Medicine: The Link Between Dialysis and Depression

A man in his 70s with Type II diabetes went to the hospital after experiencing shortness of breath. He was administered hemodialysis and was sent to a sub-acute rehab facility after staying in the hospital for a month. At the rehabilitation unit, he exhibited symptoms consistent with depression. The case study showed a real-life example of the importance of fractional dosing in older patients with multiple diseases, and of keeping a close eye on the adverse effects of different medications as a key part of treatment plans.

Transportation: The Bogotá Project

cyclist on the road

In 1998, the mayor of Bogotá, Colombia, announced that one of the city’s priorities was to increase cyclist and pedestrian opportunities. At the time, the majority of Bogotá’s population used public transportation, but private vehicles occupied more than 90% of the roads, which perfectly encapsulated the city’s massive wealth inequality.
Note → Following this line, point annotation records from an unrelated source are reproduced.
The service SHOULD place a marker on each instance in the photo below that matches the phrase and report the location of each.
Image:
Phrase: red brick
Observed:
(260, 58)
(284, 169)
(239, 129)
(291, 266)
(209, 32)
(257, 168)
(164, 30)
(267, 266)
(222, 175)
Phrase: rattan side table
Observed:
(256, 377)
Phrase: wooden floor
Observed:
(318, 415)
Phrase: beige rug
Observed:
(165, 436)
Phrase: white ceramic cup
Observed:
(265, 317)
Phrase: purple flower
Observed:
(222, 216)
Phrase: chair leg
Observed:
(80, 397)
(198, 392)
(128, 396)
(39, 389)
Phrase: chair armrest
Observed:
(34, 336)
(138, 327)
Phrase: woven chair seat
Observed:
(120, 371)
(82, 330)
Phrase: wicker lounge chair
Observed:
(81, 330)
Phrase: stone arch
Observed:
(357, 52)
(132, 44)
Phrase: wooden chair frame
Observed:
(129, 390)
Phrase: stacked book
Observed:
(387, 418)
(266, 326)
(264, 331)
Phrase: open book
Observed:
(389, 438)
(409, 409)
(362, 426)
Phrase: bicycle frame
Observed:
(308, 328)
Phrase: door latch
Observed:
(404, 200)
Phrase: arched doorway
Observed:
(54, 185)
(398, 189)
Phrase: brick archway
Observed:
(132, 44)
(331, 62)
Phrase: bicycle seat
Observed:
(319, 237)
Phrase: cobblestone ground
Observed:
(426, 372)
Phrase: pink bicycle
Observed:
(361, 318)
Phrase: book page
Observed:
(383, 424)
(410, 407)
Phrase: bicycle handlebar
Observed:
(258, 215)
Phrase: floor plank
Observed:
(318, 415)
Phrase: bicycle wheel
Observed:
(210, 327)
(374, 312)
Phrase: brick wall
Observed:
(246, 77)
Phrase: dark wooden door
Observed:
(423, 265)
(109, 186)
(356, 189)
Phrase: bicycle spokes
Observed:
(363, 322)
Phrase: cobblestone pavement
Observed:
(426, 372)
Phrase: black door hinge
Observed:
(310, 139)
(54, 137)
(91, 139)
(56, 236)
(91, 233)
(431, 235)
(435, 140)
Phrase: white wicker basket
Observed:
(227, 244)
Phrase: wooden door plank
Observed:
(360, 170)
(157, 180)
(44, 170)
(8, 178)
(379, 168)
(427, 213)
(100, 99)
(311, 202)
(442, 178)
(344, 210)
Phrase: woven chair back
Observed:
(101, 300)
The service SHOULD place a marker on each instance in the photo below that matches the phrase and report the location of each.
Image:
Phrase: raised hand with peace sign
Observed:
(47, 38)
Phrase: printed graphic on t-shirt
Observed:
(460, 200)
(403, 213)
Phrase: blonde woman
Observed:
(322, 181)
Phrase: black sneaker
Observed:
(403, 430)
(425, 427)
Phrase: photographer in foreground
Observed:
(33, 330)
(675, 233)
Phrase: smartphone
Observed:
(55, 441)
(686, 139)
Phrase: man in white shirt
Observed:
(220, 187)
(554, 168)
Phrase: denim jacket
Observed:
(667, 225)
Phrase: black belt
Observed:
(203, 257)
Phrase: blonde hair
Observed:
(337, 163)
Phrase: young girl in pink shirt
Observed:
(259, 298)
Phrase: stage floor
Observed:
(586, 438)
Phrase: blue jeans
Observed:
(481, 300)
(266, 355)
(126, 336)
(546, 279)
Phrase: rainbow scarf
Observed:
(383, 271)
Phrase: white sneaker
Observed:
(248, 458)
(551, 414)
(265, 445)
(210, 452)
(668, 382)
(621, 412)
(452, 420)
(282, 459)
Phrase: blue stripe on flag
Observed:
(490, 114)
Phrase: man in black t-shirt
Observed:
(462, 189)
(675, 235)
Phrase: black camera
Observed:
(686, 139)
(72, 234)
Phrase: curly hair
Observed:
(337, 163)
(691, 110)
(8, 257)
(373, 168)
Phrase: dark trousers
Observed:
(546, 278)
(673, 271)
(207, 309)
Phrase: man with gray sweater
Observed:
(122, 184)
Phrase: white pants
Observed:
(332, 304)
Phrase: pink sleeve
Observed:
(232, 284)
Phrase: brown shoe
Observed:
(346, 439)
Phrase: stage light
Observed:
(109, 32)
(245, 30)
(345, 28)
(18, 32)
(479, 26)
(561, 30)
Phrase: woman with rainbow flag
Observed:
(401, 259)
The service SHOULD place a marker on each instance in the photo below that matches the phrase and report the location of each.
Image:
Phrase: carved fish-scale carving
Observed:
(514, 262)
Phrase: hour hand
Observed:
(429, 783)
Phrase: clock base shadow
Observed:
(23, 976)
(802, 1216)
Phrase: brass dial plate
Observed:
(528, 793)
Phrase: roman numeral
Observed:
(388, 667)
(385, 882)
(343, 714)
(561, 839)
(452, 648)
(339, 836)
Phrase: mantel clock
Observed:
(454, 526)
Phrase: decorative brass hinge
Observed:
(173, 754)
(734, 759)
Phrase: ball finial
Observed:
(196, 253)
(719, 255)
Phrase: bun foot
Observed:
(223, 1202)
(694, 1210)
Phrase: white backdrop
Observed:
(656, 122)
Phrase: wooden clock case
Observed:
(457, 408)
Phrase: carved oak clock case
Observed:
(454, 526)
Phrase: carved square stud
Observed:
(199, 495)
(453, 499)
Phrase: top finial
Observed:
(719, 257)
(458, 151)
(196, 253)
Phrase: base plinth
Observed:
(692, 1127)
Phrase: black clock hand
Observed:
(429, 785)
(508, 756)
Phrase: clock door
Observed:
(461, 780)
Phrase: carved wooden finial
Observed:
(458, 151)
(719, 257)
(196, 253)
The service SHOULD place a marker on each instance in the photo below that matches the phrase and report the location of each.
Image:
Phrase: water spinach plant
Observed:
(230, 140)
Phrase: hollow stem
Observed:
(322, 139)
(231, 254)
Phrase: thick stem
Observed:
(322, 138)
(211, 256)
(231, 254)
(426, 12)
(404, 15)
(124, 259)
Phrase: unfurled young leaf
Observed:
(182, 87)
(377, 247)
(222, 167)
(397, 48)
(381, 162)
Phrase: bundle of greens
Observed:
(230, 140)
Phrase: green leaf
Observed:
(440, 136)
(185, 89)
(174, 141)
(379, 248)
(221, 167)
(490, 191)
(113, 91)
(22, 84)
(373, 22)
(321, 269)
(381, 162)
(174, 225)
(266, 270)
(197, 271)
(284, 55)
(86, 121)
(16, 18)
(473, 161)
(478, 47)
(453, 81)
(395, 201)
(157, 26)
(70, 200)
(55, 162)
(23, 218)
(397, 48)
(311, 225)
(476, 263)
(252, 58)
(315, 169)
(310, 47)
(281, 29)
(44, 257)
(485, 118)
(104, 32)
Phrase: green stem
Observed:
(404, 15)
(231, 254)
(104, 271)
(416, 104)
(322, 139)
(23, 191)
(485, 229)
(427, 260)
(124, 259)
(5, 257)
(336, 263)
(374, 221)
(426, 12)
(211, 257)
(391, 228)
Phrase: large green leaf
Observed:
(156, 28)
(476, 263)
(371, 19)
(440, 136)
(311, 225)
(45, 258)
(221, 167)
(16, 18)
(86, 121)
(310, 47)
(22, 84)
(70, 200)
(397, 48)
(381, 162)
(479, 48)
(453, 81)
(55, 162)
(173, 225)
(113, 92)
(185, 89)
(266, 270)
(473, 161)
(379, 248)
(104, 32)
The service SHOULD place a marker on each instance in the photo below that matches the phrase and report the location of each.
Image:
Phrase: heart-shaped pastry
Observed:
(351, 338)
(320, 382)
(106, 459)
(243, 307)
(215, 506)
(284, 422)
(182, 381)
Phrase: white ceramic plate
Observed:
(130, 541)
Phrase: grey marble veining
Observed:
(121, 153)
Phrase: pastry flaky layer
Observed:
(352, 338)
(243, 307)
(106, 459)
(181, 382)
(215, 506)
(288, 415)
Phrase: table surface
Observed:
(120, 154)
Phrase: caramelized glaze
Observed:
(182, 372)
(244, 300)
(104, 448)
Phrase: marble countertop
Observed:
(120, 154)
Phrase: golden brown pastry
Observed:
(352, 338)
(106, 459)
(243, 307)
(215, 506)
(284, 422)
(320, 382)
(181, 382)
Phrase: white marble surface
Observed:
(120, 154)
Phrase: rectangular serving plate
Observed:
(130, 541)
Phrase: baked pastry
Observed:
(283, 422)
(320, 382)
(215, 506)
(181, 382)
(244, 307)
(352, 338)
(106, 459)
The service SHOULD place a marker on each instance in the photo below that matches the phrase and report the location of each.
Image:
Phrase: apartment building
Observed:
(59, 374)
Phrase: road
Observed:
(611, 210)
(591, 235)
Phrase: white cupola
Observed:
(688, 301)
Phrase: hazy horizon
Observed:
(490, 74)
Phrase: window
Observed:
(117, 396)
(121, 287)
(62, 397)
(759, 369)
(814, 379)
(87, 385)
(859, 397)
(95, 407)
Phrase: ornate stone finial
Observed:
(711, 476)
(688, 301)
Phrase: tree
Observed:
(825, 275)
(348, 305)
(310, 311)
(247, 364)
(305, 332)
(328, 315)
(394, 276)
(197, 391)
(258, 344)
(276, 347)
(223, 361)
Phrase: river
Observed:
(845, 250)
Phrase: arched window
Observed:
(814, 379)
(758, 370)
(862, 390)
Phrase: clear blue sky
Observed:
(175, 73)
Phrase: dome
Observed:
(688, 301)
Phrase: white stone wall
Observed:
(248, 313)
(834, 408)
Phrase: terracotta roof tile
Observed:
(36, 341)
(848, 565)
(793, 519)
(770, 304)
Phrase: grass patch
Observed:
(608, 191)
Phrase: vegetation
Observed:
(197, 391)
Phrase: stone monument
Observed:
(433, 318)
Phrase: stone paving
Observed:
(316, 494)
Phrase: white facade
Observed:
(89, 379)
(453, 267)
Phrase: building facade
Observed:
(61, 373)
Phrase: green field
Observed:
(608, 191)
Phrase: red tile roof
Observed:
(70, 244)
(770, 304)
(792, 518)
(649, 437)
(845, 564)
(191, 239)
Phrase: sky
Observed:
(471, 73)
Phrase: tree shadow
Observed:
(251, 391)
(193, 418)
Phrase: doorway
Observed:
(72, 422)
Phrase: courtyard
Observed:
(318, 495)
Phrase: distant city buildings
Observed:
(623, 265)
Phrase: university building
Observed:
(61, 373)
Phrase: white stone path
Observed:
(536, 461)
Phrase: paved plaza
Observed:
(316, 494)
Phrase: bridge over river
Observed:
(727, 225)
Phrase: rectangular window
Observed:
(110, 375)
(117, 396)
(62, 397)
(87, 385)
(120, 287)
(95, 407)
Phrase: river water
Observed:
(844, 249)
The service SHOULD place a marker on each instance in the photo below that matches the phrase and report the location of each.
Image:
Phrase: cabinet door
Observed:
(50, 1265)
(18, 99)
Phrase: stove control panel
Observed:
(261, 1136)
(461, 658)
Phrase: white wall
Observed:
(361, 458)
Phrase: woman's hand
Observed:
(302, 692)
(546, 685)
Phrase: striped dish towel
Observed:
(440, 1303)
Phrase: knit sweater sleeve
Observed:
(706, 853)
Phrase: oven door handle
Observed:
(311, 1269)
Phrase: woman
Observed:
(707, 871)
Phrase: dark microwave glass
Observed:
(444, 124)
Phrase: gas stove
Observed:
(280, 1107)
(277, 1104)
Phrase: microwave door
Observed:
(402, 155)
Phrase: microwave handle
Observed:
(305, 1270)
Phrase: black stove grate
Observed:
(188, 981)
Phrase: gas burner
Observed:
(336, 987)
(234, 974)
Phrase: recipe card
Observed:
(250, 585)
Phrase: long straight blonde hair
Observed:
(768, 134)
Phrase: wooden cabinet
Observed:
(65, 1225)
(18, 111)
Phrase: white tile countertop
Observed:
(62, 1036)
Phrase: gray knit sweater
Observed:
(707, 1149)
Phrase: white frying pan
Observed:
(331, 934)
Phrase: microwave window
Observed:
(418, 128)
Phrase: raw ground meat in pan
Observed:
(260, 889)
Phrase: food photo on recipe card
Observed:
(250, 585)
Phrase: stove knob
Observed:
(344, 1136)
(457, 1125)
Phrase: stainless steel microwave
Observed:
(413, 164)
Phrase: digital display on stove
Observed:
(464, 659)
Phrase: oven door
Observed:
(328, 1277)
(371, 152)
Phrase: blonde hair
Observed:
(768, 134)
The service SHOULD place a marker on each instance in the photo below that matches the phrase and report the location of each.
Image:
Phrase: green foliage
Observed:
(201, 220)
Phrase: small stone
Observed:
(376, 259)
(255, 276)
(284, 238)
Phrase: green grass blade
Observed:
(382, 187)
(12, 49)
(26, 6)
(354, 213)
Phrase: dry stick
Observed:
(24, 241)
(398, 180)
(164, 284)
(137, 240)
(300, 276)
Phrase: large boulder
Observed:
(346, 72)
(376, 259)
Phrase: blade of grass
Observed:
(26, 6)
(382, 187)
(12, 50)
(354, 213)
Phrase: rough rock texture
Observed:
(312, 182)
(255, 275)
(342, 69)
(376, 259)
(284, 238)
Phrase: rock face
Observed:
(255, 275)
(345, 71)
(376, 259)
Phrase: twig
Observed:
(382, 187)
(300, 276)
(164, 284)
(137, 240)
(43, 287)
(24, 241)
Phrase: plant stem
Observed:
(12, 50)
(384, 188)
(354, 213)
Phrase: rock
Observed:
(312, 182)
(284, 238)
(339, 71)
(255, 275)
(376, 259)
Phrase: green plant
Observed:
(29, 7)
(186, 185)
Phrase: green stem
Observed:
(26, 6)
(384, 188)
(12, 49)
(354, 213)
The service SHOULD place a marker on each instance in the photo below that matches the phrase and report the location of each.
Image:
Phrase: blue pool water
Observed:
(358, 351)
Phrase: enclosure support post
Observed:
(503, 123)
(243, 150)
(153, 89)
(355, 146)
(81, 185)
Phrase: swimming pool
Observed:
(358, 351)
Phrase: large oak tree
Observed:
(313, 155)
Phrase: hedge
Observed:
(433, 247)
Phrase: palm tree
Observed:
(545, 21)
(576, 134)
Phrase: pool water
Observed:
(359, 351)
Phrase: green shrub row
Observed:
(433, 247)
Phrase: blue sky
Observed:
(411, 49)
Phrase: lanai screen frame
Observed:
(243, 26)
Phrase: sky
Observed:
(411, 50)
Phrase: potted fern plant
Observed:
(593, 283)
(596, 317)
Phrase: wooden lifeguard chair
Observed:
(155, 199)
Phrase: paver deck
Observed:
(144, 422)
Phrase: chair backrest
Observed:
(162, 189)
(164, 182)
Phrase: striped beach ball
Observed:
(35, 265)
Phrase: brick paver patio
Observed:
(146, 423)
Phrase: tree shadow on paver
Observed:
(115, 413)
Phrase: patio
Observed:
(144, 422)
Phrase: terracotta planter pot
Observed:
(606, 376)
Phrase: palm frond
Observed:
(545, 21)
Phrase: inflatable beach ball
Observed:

After the mayor expanded cycle paths and opened up more spaces for citizens to walk, bike, jog, and skate, people from all economic and social classes ditched their cars and made use of these open spaces not just for transportation but also for leisure.

The case study shows that we can reduce people’s dependence on private cars if we opened up better alternatives for them to commute. Opening up more cycle paths can also make our cities healthier and significantly reduces air pollution.

Evidence-Based Decisions

If humanity survives its most pressing challenges—like COVID-19, climate change, and the recession—policy-makers need to pay attention to research and base their evidence on science. Our future depends on it.